Jamaica Gleaner

Phillips says wife responded to criticism to protect reputation

- Livern Barrett/Senior Staff Reporter livern.barrett@gleanerjm.com

OPPOSITION LEADER Dr Peter Phillips has indicated that his wife was seeking to protect her reputation and his when she complained about the Integrity Commission’s summary report of his 2018 statutory declaratio­n, which was published in the Jamaica Gazette and appeared to under-report the value of their real estate assets.

Further, Phillips has embraced the commission’s decision to rely on the purchase price of real estate assets instead of the current market value in its summary reports from statutory declaratio­ns though he insisted that “both can be of value”.

Describing the use of the purchase price as understand­able, Phillips pointed out that the current market value placed on properties “doesn’t necessaril­y speak to the question of how you acquire assets”, which he acknowledg­ed is the main purpose of the commission.
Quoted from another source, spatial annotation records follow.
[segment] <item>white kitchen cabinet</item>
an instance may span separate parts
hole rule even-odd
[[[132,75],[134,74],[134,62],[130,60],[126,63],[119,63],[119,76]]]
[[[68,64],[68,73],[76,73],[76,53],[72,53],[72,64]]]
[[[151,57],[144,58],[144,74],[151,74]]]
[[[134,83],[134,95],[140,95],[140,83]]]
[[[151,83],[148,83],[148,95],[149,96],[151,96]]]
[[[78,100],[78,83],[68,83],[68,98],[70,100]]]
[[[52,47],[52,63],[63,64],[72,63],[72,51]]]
“Their purpose is to deal with integrity … to ensure that public officials buying assets can

support the purchases with the income they report,” he said during a press conference at the People’s National Party’s St Andrew headquarte­rs yesterday.

“If you purchased something 10 years ago and the value is [up] 10 times, that doesn’t speak to the issue of integrity … . That is just the function of the market,” he reasoned.

Eyebrows were raised after the published summary reports of the two parliament­ary leaders, which were gazetted in the last four weeks, indicated that Phillips and Prime Minister Andrew Holness owned real estate assets valued at $3.6 million and $7 million, respective­ly.

The opposition leader’s wife, attorney Sandra Minott-Phillips, revealed that her husband’s 2018 declaratio­n placed the value of the real estate assets they own at $58 million and not $3.6 million.

She suggested, too, in a letter to The Gleaner, that the commission was to be blamed for the grossly under-reported figure.

According to Minott-Phillips, her husband had suggested to the commission that “where your summary attributes a purchase price value to an asset, my preference would be for it to make it clear, perhaps by use of an asterisk and a footnote, that value represents the purchase price at the date of acquisitio­n”.

Yesterday, Phillips stood by his wife as he explained to journalist­s why it took one month for Minott-Phillips’ interventi­on.

“When someone seems to take the opportunit­y to impugn, through the media, my integrity by suggesting wrongly that I had under-reported the value, my wife, who felt her own integrity was being assailed, saw fit to respond,” he said, making reference to a Sunday Gleaner op-ed article.

“My response – or my wife’s response in this matter – was to any suggestion which would have had a very negative effect on my own reputation and on hers that there was somehow some deliberate process of misreprese­ntation. It’s not so,” he added.